でも、お嬢様が欲しいものを用意出来ないかもしれない。

だったら自分で考えよう。


1週間ずうーっと悩み続け、

プレゼントは花の指輪にした。

前に絵本を読んだ時、王子様がお姫様に花の指輪を贈る場面に、お嬢様の瞳が1番輝いていた。

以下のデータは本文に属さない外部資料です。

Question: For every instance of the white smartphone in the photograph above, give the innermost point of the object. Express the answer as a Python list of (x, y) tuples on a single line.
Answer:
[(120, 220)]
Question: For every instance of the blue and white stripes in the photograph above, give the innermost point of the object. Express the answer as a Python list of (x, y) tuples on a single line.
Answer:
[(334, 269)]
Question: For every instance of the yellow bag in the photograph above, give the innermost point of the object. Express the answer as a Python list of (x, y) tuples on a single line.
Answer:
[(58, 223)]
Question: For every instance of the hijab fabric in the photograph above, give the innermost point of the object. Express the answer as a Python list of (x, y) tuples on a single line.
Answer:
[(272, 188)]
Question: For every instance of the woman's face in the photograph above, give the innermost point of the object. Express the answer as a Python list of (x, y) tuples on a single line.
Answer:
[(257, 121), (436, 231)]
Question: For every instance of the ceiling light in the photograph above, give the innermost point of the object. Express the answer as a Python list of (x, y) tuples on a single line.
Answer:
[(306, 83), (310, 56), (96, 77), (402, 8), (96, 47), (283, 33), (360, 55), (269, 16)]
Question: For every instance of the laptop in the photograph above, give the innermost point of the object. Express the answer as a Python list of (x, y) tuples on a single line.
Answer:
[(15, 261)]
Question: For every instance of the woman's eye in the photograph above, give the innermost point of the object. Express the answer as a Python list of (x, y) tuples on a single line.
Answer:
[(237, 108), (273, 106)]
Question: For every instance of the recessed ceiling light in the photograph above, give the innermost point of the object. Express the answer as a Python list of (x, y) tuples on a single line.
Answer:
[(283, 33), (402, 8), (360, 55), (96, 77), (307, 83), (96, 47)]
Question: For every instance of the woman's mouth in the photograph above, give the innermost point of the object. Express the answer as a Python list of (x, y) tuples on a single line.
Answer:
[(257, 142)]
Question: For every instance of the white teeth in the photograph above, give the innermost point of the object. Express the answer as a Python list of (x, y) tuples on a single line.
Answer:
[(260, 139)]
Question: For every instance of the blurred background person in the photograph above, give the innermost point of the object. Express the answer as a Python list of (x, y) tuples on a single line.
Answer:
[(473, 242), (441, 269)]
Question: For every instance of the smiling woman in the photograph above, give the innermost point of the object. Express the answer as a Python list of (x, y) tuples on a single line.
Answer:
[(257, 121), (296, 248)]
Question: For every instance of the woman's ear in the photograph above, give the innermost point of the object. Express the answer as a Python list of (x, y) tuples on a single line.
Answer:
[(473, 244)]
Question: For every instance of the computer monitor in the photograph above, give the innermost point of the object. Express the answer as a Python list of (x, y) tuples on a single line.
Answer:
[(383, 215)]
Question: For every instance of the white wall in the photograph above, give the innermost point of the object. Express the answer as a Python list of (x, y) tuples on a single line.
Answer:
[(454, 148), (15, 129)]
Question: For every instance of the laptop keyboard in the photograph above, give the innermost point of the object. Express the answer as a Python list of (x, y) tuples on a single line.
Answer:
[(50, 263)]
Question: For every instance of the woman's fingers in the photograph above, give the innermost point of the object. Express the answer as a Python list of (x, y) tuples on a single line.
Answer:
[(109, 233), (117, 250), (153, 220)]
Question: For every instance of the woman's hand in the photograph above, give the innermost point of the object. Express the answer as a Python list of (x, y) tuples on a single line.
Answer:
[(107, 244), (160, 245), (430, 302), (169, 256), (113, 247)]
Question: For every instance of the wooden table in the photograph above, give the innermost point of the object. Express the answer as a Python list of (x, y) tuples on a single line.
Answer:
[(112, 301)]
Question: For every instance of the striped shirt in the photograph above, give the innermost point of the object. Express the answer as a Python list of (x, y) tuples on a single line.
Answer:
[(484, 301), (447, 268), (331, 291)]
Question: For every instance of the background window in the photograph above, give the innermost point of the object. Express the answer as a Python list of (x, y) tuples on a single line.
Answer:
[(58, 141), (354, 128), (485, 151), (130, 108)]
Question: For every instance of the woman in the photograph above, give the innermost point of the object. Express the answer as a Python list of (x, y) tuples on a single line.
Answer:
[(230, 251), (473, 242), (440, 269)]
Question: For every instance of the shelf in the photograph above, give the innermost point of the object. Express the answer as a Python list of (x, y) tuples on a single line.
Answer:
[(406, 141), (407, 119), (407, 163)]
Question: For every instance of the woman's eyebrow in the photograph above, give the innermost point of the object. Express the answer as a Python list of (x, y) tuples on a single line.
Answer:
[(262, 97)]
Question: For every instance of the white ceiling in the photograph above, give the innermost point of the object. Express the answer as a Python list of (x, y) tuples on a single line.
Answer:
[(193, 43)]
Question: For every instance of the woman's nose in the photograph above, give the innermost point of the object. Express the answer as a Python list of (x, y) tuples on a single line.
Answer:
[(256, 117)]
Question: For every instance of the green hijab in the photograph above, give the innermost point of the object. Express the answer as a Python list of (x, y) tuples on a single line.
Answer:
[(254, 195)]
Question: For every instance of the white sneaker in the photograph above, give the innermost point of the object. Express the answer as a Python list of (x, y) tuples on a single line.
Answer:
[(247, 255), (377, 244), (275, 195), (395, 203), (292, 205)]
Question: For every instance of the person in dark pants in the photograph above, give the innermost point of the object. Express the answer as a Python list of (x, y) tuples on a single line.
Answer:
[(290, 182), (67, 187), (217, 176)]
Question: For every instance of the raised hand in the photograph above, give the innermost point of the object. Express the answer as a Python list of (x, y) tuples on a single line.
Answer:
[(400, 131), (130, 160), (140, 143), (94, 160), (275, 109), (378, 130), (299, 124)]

さすがに指輪は買えないから、黄色いコスモスで作った。

本当は、辺境伯領のどこかに生息する、青いコスモスが良かったけど、在りかは旦那様や一部の人間しか知らないらしい。

喜んでもらえるといいな。

雑貨屋で買った綺麗な箱に入れて、リボンで結ぶ。


あと10分で開始だ。

姿鏡の前で、シャツの襟や蝶ネクタイの歪みをチェックする。

よし、行こう。




あぁっ……

可愛い、可愛い、可愛い!

淡いピンクのフリフリドレスと、小さなティアラで着飾ったお嬢様は、本当に可愛かった!

あのふわふわのほっぺをつつきたい。


みんな順番にプレゼントを渡していき、ついに僕の番になった。

大人達の豪華なプレゼントに比べて、僕のプレゼントは見劣りしてしまう。

大丈夫かな?


「ソフィア様、お誕生日おめでとうございます!」


お嬢様の為に、1番綺麗なコスモスを選んだんです。



笑顔で両手を差し出し、僕のプレゼントを大事そうに受け取ってくれた。

良かった!

せっかくだから、今開けてみて欲しいな。

なんて考えていたら、

お嬢様は、爆弾を落としたのだ。



「あだりゅべりゅとくん、ちゅきっ!」


ズキュン――


お嬢様が僕を、僕を好きだと言ってくれた!

嬉しい、可愛いっ、嬉しいっ‼︎

僕も大好きです!と伝えたかったが、残念の事に鬼が現れた。


旦那様は、少し…いやかなり溺愛がすぎていると思う。

お嬢様の事になると、心が狭い。



「これは、アルに任せるのは考えなきゃいけないかもしれないね。」



―は?

どういう意味だ。

まさか専属の件か?


何だろう、モヤモヤする。

旦那様に、すごくイライラする。



お嬢様の専属は僕だけのものだ!




次もアルの続きです。



イエローコスモス(キバナコスモス)

→花言葉:野生的な美しさ・幼い恋心


青いコスモスは今のところ自然のものでは存在しないそうです。